The above implementation allows the same token to be provided by multiple rules, which is convenient when you have both single- and double-quoted strings that require different preprocessing but boil down to the same token type. The blank name marks rules that are always acceptable and that are not explicitly listed in the grammar. This is useful for white space rules if whitespace may occur between any tokens (as is the case in C). To avoid clashes, these rules are tested last.

The format of the input rules has shifted, and would now look like

my @rules = (
  [' '     => qr/\s+/ => sub { undef }],
  [PAREN_L => qr/[(]/ => sub { [PAREN_L => undef] }],
  [PAREN_R => qr/[)]/ => sub { [PAREN_R => undef] }],
  [IDENT   => qr/([^()\s]+)/ => sub { [IDENT => $1] }],
);

The parser uses this tokenizer in a manner like this:

my $tokenize = make_tokenizer(\@rules, $input);
...
my $token = $tokenize->(qr/IDENT PAREN_R/);
do_something_with($token);

Ambiguous tokens

Sometimes there may be multiple longest tokens. Ordinarily, these would be either ignored or would throw an exception. Some parsers can deal with such ambiguity, in which case returning all longest token is necessary. For example, a language might have for as both a keyword and a variable. Perl itself is such a language where you can define a method for even though it's a keyword:

sub for {
  my ($self) = @_;
  say "inside method for";
}

for (1..3) {  # "for" as keyword
  main->for();  # "for" as method
}

In practice, this would be more easily resolved by Longest Acceptable Token Matching, but without such context-awareness, the ambiguity has to be embraced at the tokenizer stage.

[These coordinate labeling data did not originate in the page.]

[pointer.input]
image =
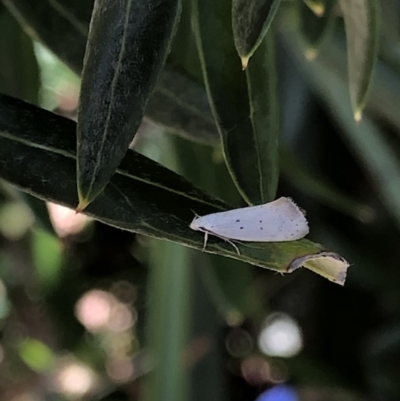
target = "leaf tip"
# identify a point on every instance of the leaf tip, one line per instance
(357, 115)
(311, 54)
(245, 61)
(318, 9)
(83, 203)
(327, 264)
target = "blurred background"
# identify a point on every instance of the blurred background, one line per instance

The implementation is fairly trivial – you maintain a list of longest tokens for this position, and return the whole list at the end. Whenever a longer token comes along, the list is cleared.

Context-sensitive tokens

One main advantage of not destroying your input as you go is that you can use lookaround assertions in your regexes, or can use other mechanisms to inspect its surroundings. For example, you can implement a token that only matches at the beginning of a line: m/\G^comment/mgc. If the previous input were cut off, the current match position would always be at the beginning of a line. Unfortunately, the Perl regex engine has fairly restricted lookaround assertions, in that lookbehinds must use a constant-width pattern.

Conclusion

Matching regexes with m//gc and pos is a must for more advanced parsing techniques, or simply for better error messages.